ST. LOUIS, MO--(Marketwire - January 22, 2008) -
-- Focus on Community Banking Drives Improved Results
-- Net Interest Income Expands 19% Over Prior Year to $8.2 Million
-- Strong Commercial Loan Demand Fuels $76 Million in Loan Growth; Loans
Receivable Exceed $1 Billion
-- Core Deposits Increase 17%, Aided by Growth From New Bank Locations
-- Non-Interest Income Increases 18% to $3.1 Million on Growth in
Mortgage Revenues and Retail Banking Fees
-- While Non-Performing Assets Increase Slightly, Having Never Engaged in
Subprime Lending Activities Aids Efforts to Ensure Overall Asset Quality
Pulaski Financial Corp. (
NASDAQ:
PULB) today announced net income for the
first fiscal quarter ended December 31, 2007 of $2.7 million, or $0.27 per
diluted share, compared with earnings of $2.5 million, or $0.24 per diluted
share, during the same quarter a year ago. The increased earnings were
fueled by strong growth in net interest income, mortgage revenues and
retail banking fees.
Chief Executive Officer William Donius commented, "We are pleased with the
strong start to fiscal 2008 in each of our principal lines of business:
retail, mortgage and commercial. Each of these areas made a significant
contribution to our first quarter success."
NET INTEREST INCOME INCREASES ON STRONG LOAN AND CORE DEPOSIT GROWTH
Net interest income rose 19% to $8.2 million for the first fiscal quarter
of 2008 compared with $6.9 million for the same 2007 period as the result
of strong growth in loans and core deposits.
Loans receivable grew 8%, or $75.8 million, during the quarter to
$1.03 billion at December 31, 2007. Commercial real estate and commercial
and industrial loans accounted for more than 80% of this growth. The
Company also saw strong growth in loans held for sale, which increased 50%,
or $29.0 million, during the quarter.
"We experienced strong growth in our commercial loan portfolio, which
continues to perform at a very high level. Our commercial lending group
continues to demonstrate their ability to generate quality assets in the
midst of a tough loan market. Ensuring continued credit quality remains
our foremost concern, as we approved only about 60% of the commercial loan
applications we reviewed during the quarter," Donius said.
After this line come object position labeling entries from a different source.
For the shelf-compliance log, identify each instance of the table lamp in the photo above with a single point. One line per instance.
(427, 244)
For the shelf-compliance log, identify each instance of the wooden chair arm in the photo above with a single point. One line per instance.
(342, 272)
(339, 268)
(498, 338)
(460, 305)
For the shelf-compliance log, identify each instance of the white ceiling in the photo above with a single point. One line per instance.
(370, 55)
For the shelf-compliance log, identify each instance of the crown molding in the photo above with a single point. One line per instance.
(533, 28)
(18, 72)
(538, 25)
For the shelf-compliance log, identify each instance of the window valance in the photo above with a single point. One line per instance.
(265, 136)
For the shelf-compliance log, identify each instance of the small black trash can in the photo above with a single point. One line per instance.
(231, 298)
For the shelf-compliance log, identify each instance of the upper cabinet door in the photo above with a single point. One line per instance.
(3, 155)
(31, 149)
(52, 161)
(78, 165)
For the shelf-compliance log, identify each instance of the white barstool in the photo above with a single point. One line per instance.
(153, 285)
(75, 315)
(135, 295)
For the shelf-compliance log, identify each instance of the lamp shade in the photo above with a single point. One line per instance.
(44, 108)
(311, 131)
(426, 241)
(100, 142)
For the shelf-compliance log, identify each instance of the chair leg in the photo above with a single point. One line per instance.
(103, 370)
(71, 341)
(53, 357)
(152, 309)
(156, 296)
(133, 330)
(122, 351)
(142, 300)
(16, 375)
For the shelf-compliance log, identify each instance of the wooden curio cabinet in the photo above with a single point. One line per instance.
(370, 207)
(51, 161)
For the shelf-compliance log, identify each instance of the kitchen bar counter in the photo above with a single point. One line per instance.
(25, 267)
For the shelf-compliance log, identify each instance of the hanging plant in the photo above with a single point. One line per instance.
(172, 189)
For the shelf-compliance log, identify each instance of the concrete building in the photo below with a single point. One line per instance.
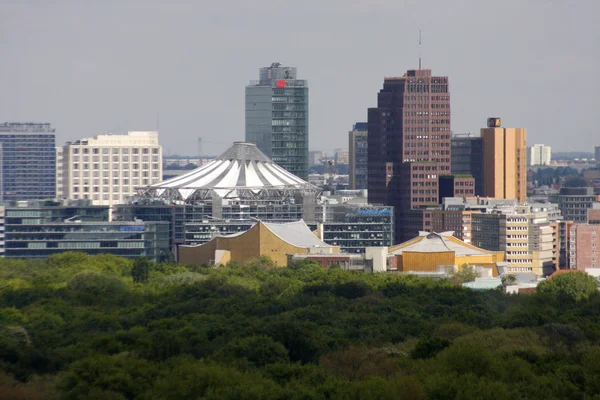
(36, 229)
(409, 145)
(108, 169)
(240, 185)
(441, 252)
(275, 240)
(539, 154)
(456, 186)
(59, 173)
(358, 155)
(524, 233)
(277, 117)
(584, 246)
(574, 203)
(27, 161)
(505, 162)
(467, 158)
(314, 157)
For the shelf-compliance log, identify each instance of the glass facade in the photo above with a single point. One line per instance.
(354, 227)
(38, 231)
(28, 161)
(358, 156)
(277, 117)
(467, 158)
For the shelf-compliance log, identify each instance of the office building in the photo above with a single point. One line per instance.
(467, 158)
(584, 246)
(108, 169)
(409, 145)
(277, 117)
(524, 233)
(505, 158)
(575, 203)
(314, 157)
(40, 229)
(27, 161)
(241, 184)
(358, 155)
(456, 186)
(539, 154)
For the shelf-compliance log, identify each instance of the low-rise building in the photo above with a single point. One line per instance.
(40, 229)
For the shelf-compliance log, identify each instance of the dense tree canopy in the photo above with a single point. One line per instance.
(82, 327)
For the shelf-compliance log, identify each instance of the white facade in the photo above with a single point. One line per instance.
(59, 173)
(107, 169)
(540, 155)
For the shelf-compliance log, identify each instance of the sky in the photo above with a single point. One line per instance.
(94, 67)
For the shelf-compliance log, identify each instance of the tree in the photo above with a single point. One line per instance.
(141, 270)
(575, 286)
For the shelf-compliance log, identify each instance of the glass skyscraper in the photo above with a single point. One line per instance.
(277, 117)
(28, 161)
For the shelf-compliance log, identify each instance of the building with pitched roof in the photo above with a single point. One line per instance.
(432, 252)
(275, 240)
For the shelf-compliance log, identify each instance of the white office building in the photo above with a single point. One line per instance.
(540, 155)
(107, 169)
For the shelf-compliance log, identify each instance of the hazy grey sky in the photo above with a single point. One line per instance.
(92, 67)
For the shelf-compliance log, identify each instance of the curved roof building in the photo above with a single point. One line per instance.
(241, 172)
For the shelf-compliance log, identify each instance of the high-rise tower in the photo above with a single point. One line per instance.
(409, 144)
(504, 161)
(277, 117)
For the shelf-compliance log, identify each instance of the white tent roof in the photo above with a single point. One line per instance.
(242, 166)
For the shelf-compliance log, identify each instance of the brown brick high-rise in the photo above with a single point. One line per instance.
(409, 145)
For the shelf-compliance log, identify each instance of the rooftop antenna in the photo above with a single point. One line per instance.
(419, 49)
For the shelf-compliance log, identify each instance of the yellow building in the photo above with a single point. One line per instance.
(505, 162)
(276, 240)
(429, 252)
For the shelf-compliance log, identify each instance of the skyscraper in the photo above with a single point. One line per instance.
(277, 117)
(409, 144)
(467, 158)
(28, 161)
(504, 161)
(539, 154)
(358, 155)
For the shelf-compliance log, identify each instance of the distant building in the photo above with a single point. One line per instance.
(524, 233)
(277, 117)
(358, 155)
(505, 162)
(584, 246)
(40, 229)
(575, 202)
(540, 154)
(442, 253)
(409, 145)
(275, 240)
(108, 169)
(456, 186)
(467, 158)
(27, 161)
(314, 157)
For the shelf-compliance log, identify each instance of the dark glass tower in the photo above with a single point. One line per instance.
(28, 161)
(277, 117)
(409, 145)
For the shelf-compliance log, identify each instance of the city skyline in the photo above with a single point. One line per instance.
(93, 69)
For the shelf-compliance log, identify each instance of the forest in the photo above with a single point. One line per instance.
(75, 326)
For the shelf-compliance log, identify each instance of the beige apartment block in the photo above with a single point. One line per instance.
(107, 169)
(505, 163)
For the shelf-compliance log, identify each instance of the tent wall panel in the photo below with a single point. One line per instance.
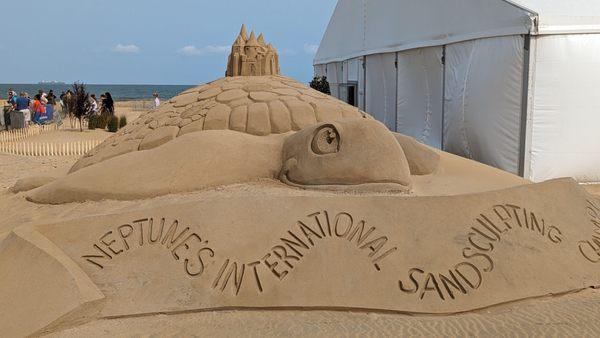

Also contributing to the increase in net interest income was growth in
total deposits, including core deposits, which are generally the Company's
lowest-cost funding source. Core deposit growth continues to be one of the
Company's primary strategic objectives. This strategy has yielded
immediate success as core deposits, which include checking, money market
and passbook accounts, rose 17%, or $54.4 million, during the quarter to
$372.1 million at December 31, 2007. Total deposits increased $33.5
million to $869.0 million at December 31, 2007.
"Growth in core deposits from commercial banking relationships is essential
for the Company's continued growth in the St. Louis market. Since 2005,
the Company has opened or acquired six new full-service locations in the
central corridor of St. Louis. With the city's business districts
predominately in this area, these new locations are perfectly located to
enhance the Company's ability to provide convenient service to commercial
customers," said Donius. "We are pleased to report that our three newest
bank locations, which were opened in calendar year 2007, are exceeding our
expectations."
The Company's Clayton, downtown St. Louis and Richmond Heights locations,
which have been open 12 months or less, have combined deposits totaling
nearly $40 million, including $20 million of growth during the December
2007 quarter.
"Several years ago, we committed to becoming St. Louis' leading community
bank. We believe these results are proof of our progress," Donius said.
"By every measure, our growth can be traced to a philosophy of serving
retail and commercial customers whose banking needs are not being met by
either national affiliates or de novo start-ups."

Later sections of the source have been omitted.